Advanced Exercism • julia

Loops

Lesson Overview

# Introduction

About

There are basically two types of loops:

  1. Loop until a condition is satisfied.
  2. Loop over the elements in a collection.

Both are possible in Julia, though the second may be more common.

The while loop

For open-ended problems where the number of times round the loop is unknown in advance, Julia has the while loop.

The basic form is fairly simple:

while condition
    do_something()
end

In this case, the program will keep going round the loop until condition is no longer true.

Two ways to exit the loop early are available:

  • A break causes the loop to exit, with execution continuing at the next line after the loop end.
  • A return x stops execution of the current function, passing the return value x back to the caller.

With these options available, it can sometimes be convenient to create an “infinite” loop with while true ... end, then rely on finding a stopping condition within the loop body to trigger a break or return.

Loop over a collection

The simplest illustration is to loop over a range.

If we want to do something 10 times:

for n in 1:10
    do_something(n)
end

If the current iteration fails to satisfy some condition, it is possible to skip immediately to the next iteration with a continue:

for n in 1:10
    if is_useless(n)
        continue
    end
    
    # we decided this iteration could be useful
    do_something_slow(n)
end

In a shorter form, the if block could be replaced by is_useless(n) && continue.

Many other collection types can be looped over: elements in an array, characters in a string, keys in a dictionary…

The requirement is that the collection must be iterable. This will be explained in more detail in a later Concept, but in essence the collection must have a way to yield the next item when asked, plus a way to indicate the end is reached and there are no more items.

The examples so far loop over the range 1:10, where the value is also the loop index.

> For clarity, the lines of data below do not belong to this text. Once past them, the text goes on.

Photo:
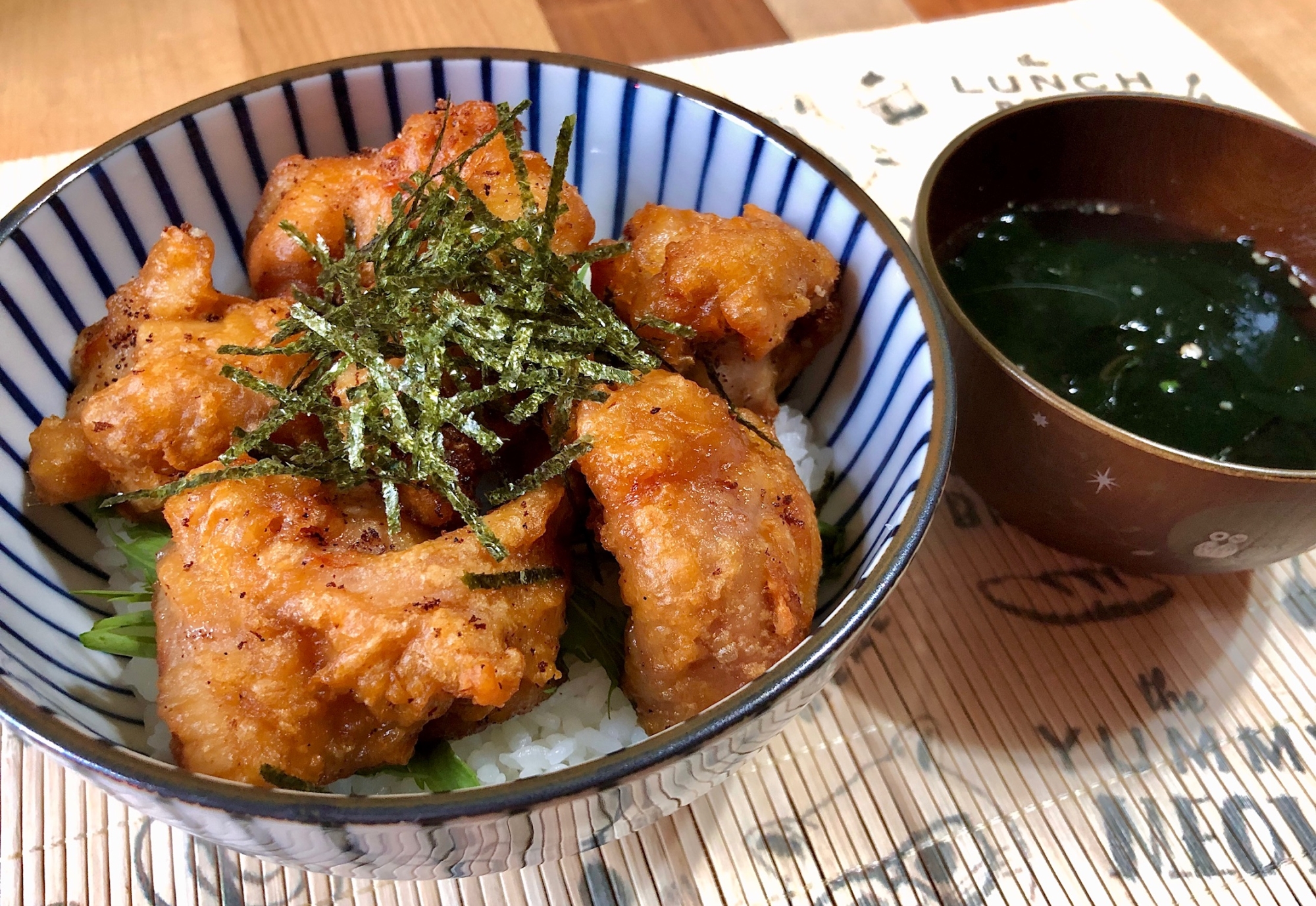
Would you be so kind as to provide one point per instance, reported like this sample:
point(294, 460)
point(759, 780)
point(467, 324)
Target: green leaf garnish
point(438, 769)
point(597, 631)
point(141, 547)
point(532, 576)
point(131, 635)
point(285, 781)
point(116, 594)
point(834, 549)
point(668, 327)
point(736, 411)
point(444, 322)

More generally, the index may be needed and not just the value. For this, the eachindex() function is used, for example for i in eachindex(my_array) ... end.

Comprehensions

Writing explicit loops tends to be less common in Julia than in many traditional languages, because there are various more concise options.

A particularly common situation is when we need to build a new vector from the elements of some other collection (vector, string, set … there are many possibilities).

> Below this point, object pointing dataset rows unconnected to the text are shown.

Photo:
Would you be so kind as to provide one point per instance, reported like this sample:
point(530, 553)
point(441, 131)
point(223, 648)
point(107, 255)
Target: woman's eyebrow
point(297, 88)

Anyone who likes list comprehensions in Python will be pleased to know that Julia can use similar syntax.

The essence of this is to set up a very compact loop inside a vector.

The simplest syntax is of the form result = [f(x) for x in some_collection].

With a traditional loop, that might be written:

result = []
for x in some_collection
    push!(result, f(x))
end

Optionally, a conditional can be added at the end, to select only matching elements in the collection:

# multiples of 3
julia> [n^2 for n in 1:10 if n%3 == 0]
3-element Vector{Int64}:
  9
 36
 81

# letters beyond 'h' in the alphabet
julia> [uppercase(c) for c in "Julia" if c > 'h']
3-element Vector{Char}:
 'U': ASCII/Unicode U+0055 (category Lu: Letter, uppercase)
 'L': ASCII/Unicode U+004C (category Lu: Letter, uppercase)
 'I': ASCII/Unicode U+0049 (category Lu: Letter, uppercase)

The syntax is similar to Python, but not identical. There is some divergence for multiple variables and/or multi-dimensional arrays, so this topic will be covered in more detail in a later Concept.

Other options

As a modern, mostly-functional language, Julia (of course) has a variety of ways to operate on collections, not just an explicit loop, or a compacted loop in a comprehension.

Later concepts will look at alternatives such as broadcasting and higher-order functions.